Another record will be set later today when the Reserve Bank holds interest rates at their current level for the 36th month in a row.
The central bank has repeatedly, especially Governor Phil Lowe, made it clear it is not of a mind to lift rates, despite entreaties from a small privileged section of the market and business media for such a move.
Last week’s rate rise from the US Fed saw the same bunch of urgers make the same point again by pointing to the widening gap between the cash rate of 1.50% and the Fed’s rate of 2.% to 2.25% – and the almost certain rate of 2.25% to 2.50% by the end of 2018.
The AMP’s chief economist, Dr Shane Oliver points out that while recent economic growth and jobs data has been good, “we are still waiting for inflation and wages growth to pick up and the slide in home prices risks accelerating as banks tighten lending standards which in turn threatens consumer spending and wider economic growth.”
“As a result, it would be dangerous to raise rates and we don’t see the RBA hiking until 2020 at the earliest and still can’t rule out the next move being a cut,” he wrote at the weekend.
With a holiday on Monday in NSW and the ACT, economic data starts flowing on Tuesday with the CoreLogic data house price data for September to be issued and expected to show another fall in home prices. There’s August building approvals (on Wednesday), the trade surplus (on Thursday) and retail sales (on Friday).
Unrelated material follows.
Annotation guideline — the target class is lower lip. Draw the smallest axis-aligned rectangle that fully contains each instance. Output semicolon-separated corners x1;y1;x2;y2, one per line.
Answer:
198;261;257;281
Industry car sales figures for September are due out towards the end of the week.
That should all give us a good idea of how household spending is traveling in the third quarter.
This board meeting will also consider and discuss the second and final Financial Stability Review of the year from the RBA. It will be released this Friday week, October 12. What will be interesting to watch for is if there is any commentary on the Hayne royal commission and its interim report.